Angela et friend in climbing gym

La vie est souffrance

Alors, quelle est mon histoire ? Quel genre de voyage d'escalade était-ce, bon sang ?

Pour être honnête, j'ai quitté la Corée en me sentant plutôt confuse. Il y a une étrange polarité en moi, et mon identité de Coréenne-Américaine, grimpeuse, agricultrice/avocate, me semble incertaine, inacceptable, voire parfois inconfortable. Mes parents continuent de lutter, attendant désespérément que je mette fin à leur vie de pauvreté. Pourtant, je suis ici, à la ferme de Sol Mountain, profitant égoïstement de la beauté naturelle de la vallée de San Luis, et faisant tout ce que je peux pour rendre à ce qui m'a tant donné – l'escalade.

Ulsanbawi avait trop honte de rentrer chez elle et d'affronter le jugement, la honte et les conversations difficiles qui l'attendaient. Mon voyage de retour au pays ne m'a pas donné les réponses que je cherchais. Je n'ai pas réussi à franchir la fissure de 5.11. Je n'ai jamais reçu le soutien ou la compréhension de ma famille coréenne. Mais contrairement à Ulsanbawi, au moins, j'ai eu le courage d'affronter la maison que j'avais laissée derrière moi. Je ne pourrai peut-être jamais trouver un terrain d'entente avec ma famille, ni leur faire comprendre comment ma vie d'escalade me pousse à grandir, m'aide à trouver le succès et remplit ma vie de sens. Mais je peux au moins essayer. Je peux essayer de trouver un juste milieu pour être une agricultrice grimpeuse et raviver ma passion de pratiquer le droit pour les immigrants et les réfugiés.
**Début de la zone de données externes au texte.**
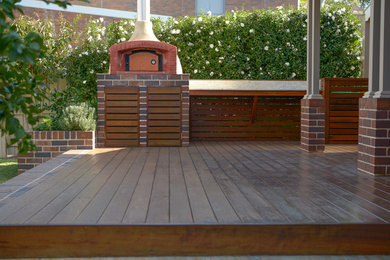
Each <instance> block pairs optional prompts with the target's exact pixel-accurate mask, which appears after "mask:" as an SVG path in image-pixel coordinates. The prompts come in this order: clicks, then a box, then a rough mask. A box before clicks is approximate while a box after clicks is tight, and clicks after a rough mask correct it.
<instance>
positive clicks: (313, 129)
mask: <svg viewBox="0 0 390 260" xmlns="http://www.w3.org/2000/svg"><path fill="white" fill-rule="evenodd" d="M325 103H326V101H325V99H302V100H301V148H302V149H303V150H305V151H308V152H322V151H324V149H325Z"/></svg>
Je peux essayer de rester en contact avec mes proches et de continuer à partager des pans de ma vie, le bonheur que j'ai trouvé dans ce monde naturel.

J'ai appris que tout ne se résume pas à réussir ce projet ou à avoir cette conversation parfaite avec vos proches. Ce sont les échecs et les revers qui m'apprennent le plus dans la vie. Honnêtement, je ne me soucie pas d'atteindre les ancres, mais je choisis de trouver le plaisir et la croissance dans le moment présent – qu'il soit rempli de douleur ou de joie. Un peu comme les longueurs difficiles en "offwidth" d'Ulsanbawi, la vie est souffrance. Et en embrassant et en laissant aller cette souffrance, nous pouvons trouver la paix.

Bien sûr, il y a l'évidence de l'affaire inachevée dans la multitude de fissures de granit coréen que je n'ai pas encore "jamé". Mais renouer avec ma famille – amère ou douce – a créé ce nouvel espace pour des relations que je veux remplir et explorer. Ce sera peut-être un travail difficile, mais ma connexion avec ma famille et ma culture vaut la peine d'être cultivée. Je veux que ma nièce me connaisse, et je veux faire partie de leur vie. Je serai peut-être toujours déconcertée par l'étalement urbain capitaliste de Séoul, et la Corée ne se sentira peut-être jamais vraiment « chez moi »... pourtant je suis complètement enchantée par l'histoire, la culture alimentaire et agricole, et l'avenir de l'escalade coréenne. Peut-être l'année prochaine, je pourrai passer du temps avec la famille à nouveau, grimper Insubong, puis faire un saut à LiMing avec Myoughee pour ouvrir de nouvelles voies. J'ai hâte d'y retourner.